I’ve said it before, I feel the country is split more rural vs urban more so than liberal and conservative.
 

BarSinister

Old Mossy Horns
I think it will be about the same some might look for reason mentioned. Some land, space for kids etc. IMO most "city" dwellers when looking to get out of the city move to the suburbs. People from the suburbs to move to BFE. I would think it kind of rare for a life long inner city resident to want to move to the country.

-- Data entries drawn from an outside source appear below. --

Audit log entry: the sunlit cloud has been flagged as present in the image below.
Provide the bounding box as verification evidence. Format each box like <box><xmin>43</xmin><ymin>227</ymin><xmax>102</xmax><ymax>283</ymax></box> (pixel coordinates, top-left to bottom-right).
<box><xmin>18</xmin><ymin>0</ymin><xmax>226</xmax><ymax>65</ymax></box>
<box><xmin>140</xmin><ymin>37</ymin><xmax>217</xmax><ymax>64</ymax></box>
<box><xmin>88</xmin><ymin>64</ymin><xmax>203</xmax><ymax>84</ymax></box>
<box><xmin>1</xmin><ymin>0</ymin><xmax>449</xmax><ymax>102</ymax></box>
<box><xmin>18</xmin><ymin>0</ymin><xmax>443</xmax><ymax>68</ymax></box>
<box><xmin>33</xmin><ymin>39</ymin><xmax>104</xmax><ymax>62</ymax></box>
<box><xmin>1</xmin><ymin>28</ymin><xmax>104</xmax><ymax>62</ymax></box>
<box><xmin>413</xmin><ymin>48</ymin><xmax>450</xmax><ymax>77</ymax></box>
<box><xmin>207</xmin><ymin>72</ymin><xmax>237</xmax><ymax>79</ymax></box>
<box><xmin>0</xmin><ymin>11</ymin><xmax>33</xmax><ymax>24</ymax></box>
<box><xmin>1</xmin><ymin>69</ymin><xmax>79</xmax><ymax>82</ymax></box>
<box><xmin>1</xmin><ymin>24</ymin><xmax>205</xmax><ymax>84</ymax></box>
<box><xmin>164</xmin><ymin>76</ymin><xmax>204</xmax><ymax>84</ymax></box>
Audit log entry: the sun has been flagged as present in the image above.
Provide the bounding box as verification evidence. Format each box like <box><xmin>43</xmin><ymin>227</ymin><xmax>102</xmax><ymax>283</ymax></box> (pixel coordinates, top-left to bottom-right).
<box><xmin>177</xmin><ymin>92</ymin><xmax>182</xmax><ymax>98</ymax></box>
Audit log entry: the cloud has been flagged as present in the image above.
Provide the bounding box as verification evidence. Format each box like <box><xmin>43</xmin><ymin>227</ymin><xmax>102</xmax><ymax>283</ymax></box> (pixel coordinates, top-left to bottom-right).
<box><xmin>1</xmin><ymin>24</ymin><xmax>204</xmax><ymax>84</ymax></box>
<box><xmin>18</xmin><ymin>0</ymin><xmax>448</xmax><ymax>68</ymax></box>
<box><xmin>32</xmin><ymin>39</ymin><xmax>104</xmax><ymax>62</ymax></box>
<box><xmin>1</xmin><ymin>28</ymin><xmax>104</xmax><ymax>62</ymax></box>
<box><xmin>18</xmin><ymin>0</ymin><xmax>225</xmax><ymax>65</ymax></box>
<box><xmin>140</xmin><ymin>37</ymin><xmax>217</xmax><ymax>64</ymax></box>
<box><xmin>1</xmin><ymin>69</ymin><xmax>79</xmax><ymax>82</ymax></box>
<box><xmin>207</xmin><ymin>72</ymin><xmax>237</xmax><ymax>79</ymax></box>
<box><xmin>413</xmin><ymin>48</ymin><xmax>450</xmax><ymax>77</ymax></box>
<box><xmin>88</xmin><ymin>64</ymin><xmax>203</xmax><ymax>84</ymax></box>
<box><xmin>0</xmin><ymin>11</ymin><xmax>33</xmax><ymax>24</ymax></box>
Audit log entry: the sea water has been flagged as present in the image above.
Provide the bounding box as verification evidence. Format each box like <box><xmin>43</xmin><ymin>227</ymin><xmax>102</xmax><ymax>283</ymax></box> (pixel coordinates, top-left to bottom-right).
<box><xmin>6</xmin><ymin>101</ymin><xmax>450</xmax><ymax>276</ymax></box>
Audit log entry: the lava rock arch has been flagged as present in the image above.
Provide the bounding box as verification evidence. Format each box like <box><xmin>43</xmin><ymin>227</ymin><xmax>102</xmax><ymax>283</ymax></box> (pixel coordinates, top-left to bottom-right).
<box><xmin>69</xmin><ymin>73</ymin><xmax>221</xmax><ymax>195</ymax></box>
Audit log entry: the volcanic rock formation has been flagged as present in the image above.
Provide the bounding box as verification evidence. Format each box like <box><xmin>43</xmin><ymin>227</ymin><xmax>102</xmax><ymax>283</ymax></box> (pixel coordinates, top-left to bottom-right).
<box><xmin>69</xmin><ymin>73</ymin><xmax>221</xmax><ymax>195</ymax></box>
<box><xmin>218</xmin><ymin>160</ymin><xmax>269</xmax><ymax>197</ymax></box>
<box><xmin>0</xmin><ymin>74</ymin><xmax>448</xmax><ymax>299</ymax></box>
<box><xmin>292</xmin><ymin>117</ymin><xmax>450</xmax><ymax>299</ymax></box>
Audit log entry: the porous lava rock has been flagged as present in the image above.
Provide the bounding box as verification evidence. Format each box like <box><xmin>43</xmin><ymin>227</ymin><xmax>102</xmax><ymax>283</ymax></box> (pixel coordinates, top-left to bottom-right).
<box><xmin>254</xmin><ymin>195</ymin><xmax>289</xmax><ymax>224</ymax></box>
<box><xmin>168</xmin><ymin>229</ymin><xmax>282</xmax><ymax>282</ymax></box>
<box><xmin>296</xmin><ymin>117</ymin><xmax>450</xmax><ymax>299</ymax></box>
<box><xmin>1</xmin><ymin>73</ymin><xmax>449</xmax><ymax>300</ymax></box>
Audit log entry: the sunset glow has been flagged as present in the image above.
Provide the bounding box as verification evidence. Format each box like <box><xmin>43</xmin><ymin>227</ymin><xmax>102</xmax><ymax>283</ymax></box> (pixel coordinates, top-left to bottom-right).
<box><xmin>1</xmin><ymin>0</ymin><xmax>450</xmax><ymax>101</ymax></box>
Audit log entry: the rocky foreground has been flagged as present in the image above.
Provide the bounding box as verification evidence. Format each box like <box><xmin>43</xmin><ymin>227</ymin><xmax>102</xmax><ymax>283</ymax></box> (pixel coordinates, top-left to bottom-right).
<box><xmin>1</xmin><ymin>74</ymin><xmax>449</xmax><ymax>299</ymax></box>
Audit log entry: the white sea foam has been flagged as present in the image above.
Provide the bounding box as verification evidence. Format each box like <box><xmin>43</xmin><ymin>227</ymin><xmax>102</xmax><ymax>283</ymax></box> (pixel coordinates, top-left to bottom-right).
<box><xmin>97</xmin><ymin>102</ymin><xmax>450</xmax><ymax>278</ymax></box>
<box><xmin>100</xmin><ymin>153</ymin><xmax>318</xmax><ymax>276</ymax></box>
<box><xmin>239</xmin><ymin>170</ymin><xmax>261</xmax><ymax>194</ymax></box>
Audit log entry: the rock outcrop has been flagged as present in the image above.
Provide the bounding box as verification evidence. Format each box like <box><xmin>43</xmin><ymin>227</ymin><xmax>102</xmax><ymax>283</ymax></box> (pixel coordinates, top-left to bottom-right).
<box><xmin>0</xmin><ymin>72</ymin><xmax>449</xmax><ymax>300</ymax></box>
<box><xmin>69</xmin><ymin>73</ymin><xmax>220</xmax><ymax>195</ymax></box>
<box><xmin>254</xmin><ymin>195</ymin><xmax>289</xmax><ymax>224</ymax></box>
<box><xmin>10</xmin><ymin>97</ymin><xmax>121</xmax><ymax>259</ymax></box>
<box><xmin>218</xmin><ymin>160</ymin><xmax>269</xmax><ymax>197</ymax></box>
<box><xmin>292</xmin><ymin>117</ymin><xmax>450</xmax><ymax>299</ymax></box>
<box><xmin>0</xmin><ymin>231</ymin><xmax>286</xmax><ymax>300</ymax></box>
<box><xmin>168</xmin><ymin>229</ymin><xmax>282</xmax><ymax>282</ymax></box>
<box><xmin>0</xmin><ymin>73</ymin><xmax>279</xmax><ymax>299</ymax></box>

I have recently done a lot of contracting work in Charlotte for Millenial aged people. They are happy living there and I get it. For a young person who likes to socialize they are within walking distance of bars and restaurants. I like visiting there on occasion for the same reasons.
 

sky hawk

Old Mossy Horns
Contributor
And honestly I don't know what you mean in terms of being dependent on others, most of us are dependent on others in one way or another, at least sometimes.
Well in continuing with the analogy, my truck In the short term is dependent primarily on the gas station. If I run in a ditch, I can put it in 4W, low, diff lock if need be. If I have a flat, I’ve got a full size spare, and all of the tools needed to change it. And with advanced planning, I can haul quite a few gas cans in the bed if needed. Etc. etc, etc. The city resident, like the sports car can’t be independent for many necessities for more than a few days. I know many rural people who can go for weeks or months... some longer ... if you shut it all down tomorrow. That includes medical, security, food, everything.
That’s not to say that all rural residents are prepared- they are not. But they have a much higher capacity to be so than someone living in a 900sq ft. apartment in the city. Or even the suburban homeowner on a 1/4 acre.
 

JONOV

Twelve Pointer
Well in continuing with the analogy, my truck In the short term is dependent primarily on the gas station. If I run in a ditch, I can put it in 4W, low, diff lock if need be. If I have a flat, I’ve got a full size spare, and all of the tools needed to change it. And with advanced planning, I can haul quite a few gas cans in the bed if needed. Etc. etc, etc. The city resident, like the sports car can’t be independent for many necessities for more than a few days. I know many rural people who can go for weeks or months... some longer ... if you shut it all down tomorrow. That includes medical, security, food, everything.
That’s not to say that all rural residents are prepared- they are not. But they have a much higher capacity to be so than someone living in a 900sq ft. apartment in the city. Or even the suburban homeowner on a 1/4 acre.
I suppose... I could easily (without having space issues) have a month's worth of food in a 600 sf apartment (and often did.) Most people, rural or otherwise, aren't as independent as they think they are. Very few in fact.
 

Firedog

Old Mossy Horns
Contributor
People are social animals. The vast majority of them like living, being around other people .. this is why we have cities now and have had for as long as we have been a species. We like this so much that we fight and die over these cities.

People will not stop living in cities because of something like this, generally speaking. Not for me, but I have never claimed to be in the majority in most cases.
 

buckman84

Six Pointer
They have been slowly migrating towards the country for years. Every piece of rural land close to the city has already been mowed down and developed. Move in on you and try to tell the folks who've been there for years how to live and what they need to be doing. It's just been a matter of time!